Antunes, que não era sobrenome, distinguia aquele homem dos demais na agitada Recife. Dava-lhe certa autoridade, que quase ninguém havia suspeitado que jamais tivera. Seja como for, a escolha do pai acabou por desagradar a mãe, que desejava Augusto. Desconfiado que era, imaginou que vontade da mulher era por conta de antigo namorado ou, pior, de caso recente. E lá foi o marido fazer o registro do filho.
— Antunes da Silva Costa.
— Tem certeza, senhor?
— Absoluta! Pode registrar.
Pulemos algumas dezenas de anos e voltemos um pouco antes dos atuais 85 do Antunes, que, por quase 50, fora casado com Laura. Os dois, nenhum dos quais possuía iniciativa, teriam sido juntados quase por imposição dos colegas de trabalho. A garota até que gostou, pois notou certo rubor na cara do rapaz, que ela julgou ser por conta do respeito que ele demonstrou possuir. Ledo engano, pois não passava de timidez de quem nunca havia se aproximado de uma mulher além da mãe e das irmãs.
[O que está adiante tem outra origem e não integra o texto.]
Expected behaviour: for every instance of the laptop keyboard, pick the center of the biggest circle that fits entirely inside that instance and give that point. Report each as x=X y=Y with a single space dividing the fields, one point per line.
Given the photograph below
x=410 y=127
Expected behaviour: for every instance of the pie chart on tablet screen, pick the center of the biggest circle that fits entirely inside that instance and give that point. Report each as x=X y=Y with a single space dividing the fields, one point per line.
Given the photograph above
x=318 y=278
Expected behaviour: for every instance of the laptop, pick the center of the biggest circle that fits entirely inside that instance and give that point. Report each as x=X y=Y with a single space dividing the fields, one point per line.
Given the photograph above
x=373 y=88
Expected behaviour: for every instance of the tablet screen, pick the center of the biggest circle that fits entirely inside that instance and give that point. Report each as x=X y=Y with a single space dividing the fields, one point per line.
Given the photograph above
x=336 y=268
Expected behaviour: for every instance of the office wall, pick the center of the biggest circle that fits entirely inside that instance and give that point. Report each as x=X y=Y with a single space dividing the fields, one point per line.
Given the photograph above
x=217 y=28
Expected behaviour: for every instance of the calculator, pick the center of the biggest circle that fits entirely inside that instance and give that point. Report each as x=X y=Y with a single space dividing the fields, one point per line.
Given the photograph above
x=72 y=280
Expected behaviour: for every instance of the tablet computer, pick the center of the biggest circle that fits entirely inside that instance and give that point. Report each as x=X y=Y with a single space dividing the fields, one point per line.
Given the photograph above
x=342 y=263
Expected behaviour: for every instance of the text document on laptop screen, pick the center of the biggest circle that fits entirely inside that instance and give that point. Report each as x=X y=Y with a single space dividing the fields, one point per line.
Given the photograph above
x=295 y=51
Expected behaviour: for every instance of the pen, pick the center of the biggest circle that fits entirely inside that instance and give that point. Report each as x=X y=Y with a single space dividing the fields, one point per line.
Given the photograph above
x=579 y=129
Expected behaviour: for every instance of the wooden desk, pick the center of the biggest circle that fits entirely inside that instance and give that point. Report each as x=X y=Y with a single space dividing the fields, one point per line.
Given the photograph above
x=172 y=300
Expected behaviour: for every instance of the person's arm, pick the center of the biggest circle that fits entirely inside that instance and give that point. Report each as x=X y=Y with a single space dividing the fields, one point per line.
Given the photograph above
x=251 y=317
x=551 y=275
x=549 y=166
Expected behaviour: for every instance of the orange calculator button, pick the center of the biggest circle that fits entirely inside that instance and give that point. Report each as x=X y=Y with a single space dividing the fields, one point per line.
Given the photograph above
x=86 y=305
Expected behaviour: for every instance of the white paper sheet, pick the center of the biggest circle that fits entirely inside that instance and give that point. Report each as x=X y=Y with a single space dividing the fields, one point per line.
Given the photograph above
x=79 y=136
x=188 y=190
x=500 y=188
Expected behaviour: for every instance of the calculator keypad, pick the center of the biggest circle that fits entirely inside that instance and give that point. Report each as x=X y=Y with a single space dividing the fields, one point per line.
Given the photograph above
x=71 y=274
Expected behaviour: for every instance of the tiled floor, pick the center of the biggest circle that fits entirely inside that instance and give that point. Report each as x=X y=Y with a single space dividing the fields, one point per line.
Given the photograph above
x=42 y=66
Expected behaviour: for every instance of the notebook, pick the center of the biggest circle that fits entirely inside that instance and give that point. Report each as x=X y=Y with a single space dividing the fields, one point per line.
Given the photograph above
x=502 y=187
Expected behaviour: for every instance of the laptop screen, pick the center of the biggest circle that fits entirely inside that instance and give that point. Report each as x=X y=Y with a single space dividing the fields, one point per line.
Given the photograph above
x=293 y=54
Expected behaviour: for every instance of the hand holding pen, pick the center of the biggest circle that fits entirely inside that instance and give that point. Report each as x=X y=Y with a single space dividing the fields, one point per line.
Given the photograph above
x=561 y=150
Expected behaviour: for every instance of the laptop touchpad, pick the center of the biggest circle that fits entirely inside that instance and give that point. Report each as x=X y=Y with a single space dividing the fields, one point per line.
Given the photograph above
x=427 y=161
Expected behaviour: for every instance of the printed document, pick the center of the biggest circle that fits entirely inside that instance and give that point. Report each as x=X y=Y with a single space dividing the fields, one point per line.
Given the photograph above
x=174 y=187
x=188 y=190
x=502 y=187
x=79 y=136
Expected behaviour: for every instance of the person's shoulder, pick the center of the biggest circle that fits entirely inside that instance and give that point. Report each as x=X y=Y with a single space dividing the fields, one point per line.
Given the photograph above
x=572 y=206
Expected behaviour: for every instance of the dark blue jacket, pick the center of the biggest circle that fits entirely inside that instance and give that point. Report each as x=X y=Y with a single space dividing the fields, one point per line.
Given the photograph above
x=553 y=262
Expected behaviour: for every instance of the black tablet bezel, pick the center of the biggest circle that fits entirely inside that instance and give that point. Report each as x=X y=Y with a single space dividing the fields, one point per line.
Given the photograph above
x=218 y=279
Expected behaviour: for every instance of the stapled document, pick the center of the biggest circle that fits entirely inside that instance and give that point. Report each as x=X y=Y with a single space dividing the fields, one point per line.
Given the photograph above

Apesar da falta de experiência e do quase desastroso primeiro encontro, Antunes até que não se saiu mal nos demais. Acatou alguns conselhos de conhecidos e, por sorte, rejeitou outros tantos, ainda mais porque percebeu que Laura era moça para casar. E foi o que aconteceu no final do ano seguinte, após breve namoro e um período respeitoso de noivado.
Antunes e Laura, apesar de viverem muito bem sozinhos, desejaram aumentar a família. Tentaram e tentaram, mas nada da mulher engravidar. Não se sabe se por ânsia, cobrança dos parentes e amigos ou outro motivo qualquer. Mesmo diante do óbvio, o casal jamais pensou em fazer uma consulta com um especialista. Afinal, como os dois sabiam desde muito cedo, não se pode ir contra a vontade de Deus.
A falta de filhos, alguns poderiam dizer, seria a razão pela qual o casal resolveu ter um cachorrinho atrás do outro durante todo o período de matrimônio. Morria um, viviam o luto por alguns meses e, então, Antunes e Laura tratavam de ir ao abrigo da cidade, onde, invariavelmente, se encantavam com um doce par de olhos anexo a um nariz geladinho.
De todos os cães que eles adotaram, provavelmente o mais singular tenha sido o Caetano, justamente o último. Uma peste, por assim dizer! O danado não poupava os calcanhares desavisados e, por conta disso, ganhou um presente para os passeios pelo bairro: uma focinheira.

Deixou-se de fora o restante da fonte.